Пара кастильских газет, и, ну конечно же, колумбийских, напечатали краткие некрологи, успевшие пожелтеть до того момента, пока я сумел отворить глаза, полные суки-тоски и закиси, – знаешь, что общего в этой пуле и в газетной статье? Не знаешь? Так я скажу тебе – там свинец.

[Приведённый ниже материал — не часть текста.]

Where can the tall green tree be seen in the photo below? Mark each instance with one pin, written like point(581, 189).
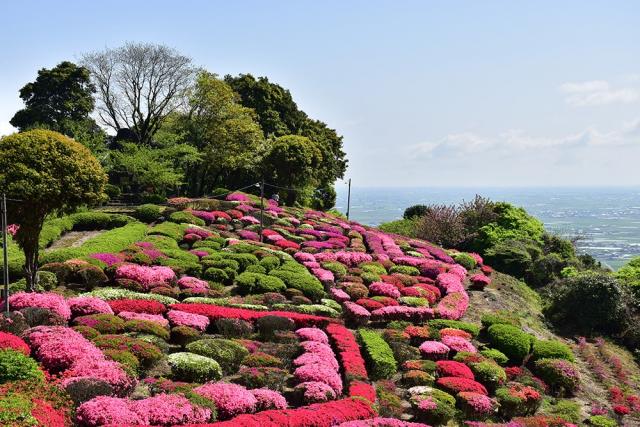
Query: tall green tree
point(48, 173)
point(293, 162)
point(61, 99)
point(279, 115)
point(226, 134)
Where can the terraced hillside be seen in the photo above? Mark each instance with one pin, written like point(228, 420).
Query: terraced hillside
point(208, 318)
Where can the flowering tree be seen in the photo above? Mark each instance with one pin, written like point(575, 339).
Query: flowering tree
point(48, 173)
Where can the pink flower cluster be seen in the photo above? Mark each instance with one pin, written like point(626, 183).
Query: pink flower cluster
point(458, 344)
point(434, 350)
point(400, 312)
point(381, 422)
point(130, 315)
point(62, 349)
point(385, 290)
point(108, 258)
point(182, 318)
point(193, 283)
point(312, 334)
point(230, 399)
point(323, 275)
point(82, 306)
point(146, 276)
point(268, 399)
point(48, 300)
point(160, 410)
point(318, 364)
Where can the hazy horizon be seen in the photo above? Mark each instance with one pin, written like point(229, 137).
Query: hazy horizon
point(488, 93)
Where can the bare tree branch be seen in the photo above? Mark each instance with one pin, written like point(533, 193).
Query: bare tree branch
point(138, 85)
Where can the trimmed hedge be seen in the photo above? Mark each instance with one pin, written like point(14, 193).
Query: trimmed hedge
point(378, 353)
point(257, 283)
point(113, 241)
point(551, 350)
point(513, 342)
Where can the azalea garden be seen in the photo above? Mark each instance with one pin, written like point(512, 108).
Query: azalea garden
point(210, 318)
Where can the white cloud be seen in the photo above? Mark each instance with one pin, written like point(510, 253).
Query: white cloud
point(515, 143)
point(597, 92)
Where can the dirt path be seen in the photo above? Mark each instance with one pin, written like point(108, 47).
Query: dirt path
point(73, 239)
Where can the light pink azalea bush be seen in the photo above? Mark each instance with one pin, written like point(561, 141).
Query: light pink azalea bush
point(312, 334)
point(161, 410)
point(385, 290)
point(230, 399)
point(83, 306)
point(48, 300)
point(268, 399)
point(130, 315)
point(181, 318)
point(61, 349)
point(148, 277)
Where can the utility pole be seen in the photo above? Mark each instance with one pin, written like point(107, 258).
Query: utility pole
point(261, 208)
point(5, 257)
point(349, 199)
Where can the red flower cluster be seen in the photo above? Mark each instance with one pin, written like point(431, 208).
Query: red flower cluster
point(456, 385)
point(317, 415)
point(214, 312)
point(137, 306)
point(13, 342)
point(451, 368)
point(362, 389)
point(348, 351)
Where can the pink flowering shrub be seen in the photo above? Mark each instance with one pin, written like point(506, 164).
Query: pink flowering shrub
point(453, 306)
point(83, 306)
point(434, 350)
point(108, 258)
point(130, 315)
point(51, 301)
point(193, 283)
point(315, 392)
point(400, 312)
point(64, 350)
point(230, 399)
point(148, 277)
point(160, 410)
point(182, 318)
point(458, 344)
point(339, 295)
point(384, 289)
point(268, 399)
point(312, 334)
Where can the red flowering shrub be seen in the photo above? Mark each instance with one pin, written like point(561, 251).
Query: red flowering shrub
point(137, 306)
point(13, 342)
point(348, 351)
point(450, 368)
point(455, 385)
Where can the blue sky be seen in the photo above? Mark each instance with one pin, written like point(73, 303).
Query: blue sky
point(426, 93)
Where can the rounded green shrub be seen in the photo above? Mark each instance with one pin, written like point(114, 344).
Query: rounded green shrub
point(552, 349)
point(465, 260)
point(513, 342)
point(561, 375)
point(15, 366)
point(182, 217)
point(602, 421)
point(147, 213)
point(216, 275)
point(229, 354)
point(256, 283)
point(193, 367)
point(499, 357)
point(378, 353)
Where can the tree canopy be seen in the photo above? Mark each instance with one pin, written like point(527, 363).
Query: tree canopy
point(61, 99)
point(48, 173)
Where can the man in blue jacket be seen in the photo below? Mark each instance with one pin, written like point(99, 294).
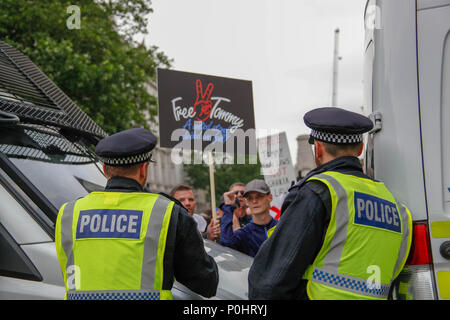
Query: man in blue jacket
point(249, 238)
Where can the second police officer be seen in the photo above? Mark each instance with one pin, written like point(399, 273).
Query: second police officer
point(125, 243)
point(342, 235)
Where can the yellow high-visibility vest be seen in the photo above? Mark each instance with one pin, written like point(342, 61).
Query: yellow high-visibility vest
point(111, 245)
point(366, 244)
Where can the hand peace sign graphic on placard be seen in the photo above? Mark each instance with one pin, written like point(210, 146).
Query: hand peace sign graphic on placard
point(203, 104)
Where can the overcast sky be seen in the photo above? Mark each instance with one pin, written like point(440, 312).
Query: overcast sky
point(285, 47)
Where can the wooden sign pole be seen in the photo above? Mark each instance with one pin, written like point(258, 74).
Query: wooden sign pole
point(212, 186)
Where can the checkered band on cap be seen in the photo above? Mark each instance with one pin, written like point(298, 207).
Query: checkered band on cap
point(337, 138)
point(127, 160)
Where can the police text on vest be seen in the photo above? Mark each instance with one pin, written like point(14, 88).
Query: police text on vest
point(376, 212)
point(109, 223)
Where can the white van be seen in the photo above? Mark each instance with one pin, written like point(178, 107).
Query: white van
point(407, 90)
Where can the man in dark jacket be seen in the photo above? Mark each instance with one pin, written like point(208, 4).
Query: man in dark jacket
point(249, 238)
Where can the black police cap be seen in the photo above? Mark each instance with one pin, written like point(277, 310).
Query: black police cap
point(127, 147)
point(337, 126)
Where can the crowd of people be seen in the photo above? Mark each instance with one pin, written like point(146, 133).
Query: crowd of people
point(328, 236)
point(243, 215)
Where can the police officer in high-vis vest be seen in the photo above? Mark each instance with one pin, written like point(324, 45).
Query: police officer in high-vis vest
point(341, 235)
point(124, 242)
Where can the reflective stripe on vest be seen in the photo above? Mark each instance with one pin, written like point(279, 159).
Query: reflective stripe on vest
point(154, 243)
point(342, 268)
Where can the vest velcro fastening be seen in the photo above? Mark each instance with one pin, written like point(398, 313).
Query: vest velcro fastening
point(114, 295)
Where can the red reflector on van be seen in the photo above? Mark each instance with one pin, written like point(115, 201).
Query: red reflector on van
point(420, 249)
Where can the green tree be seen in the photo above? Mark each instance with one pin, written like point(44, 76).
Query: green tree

Я вышел из комы в конце зимы и весной научился вставать с кровати.
Глава 5
Колумбия сверху была похожа на униформу, сброшенную к ногам. Мятые складки зеленых склонов в разводах леса и швах дорог, хаки рваных крестьянских пастбищ, круглые бляхи озерных вод – все это стыло, несло сырым, сырным запахом офицера, в ожидании струек душа потирающего живот. Этот тягостный аромат заношенной, потной чужой одежды или утренней женщины, не жены, с которой, охая, слез приезжий, исчезал из пазух любых ноздрей только под резко втянутой порцией кокаина, а все остальное время кутал тебя в парах, баюкал в банках речных паромов, где за тонкой стенкой урчал толчок – рабочее место рабочих ртов мулатских падчериц слэш минетчиц, пока не смешивался с бензином открытых “рэнглеров”, где трясло – было бы легкой фигурой речи, где вытряхивало – точней и по-черному продувало, а мы ехали, знать бы еще куда, и едва держались руками за ночь. Бывало, нас тормозил патруль, шарил попусту фонарями, переливал из окна во тьму густые формулы подорожных, покуда не закрывало тему осторожное “проезжай”.
Когда наконец добрались до ранчо, мой провожатый пошел плясать – железная птица индейской лепки, – я же был совершенно труп, после лёта, хода, езды, заплыва, мне поднесли безобразный ром, что уронило меня на койку аж до полуденной тишины.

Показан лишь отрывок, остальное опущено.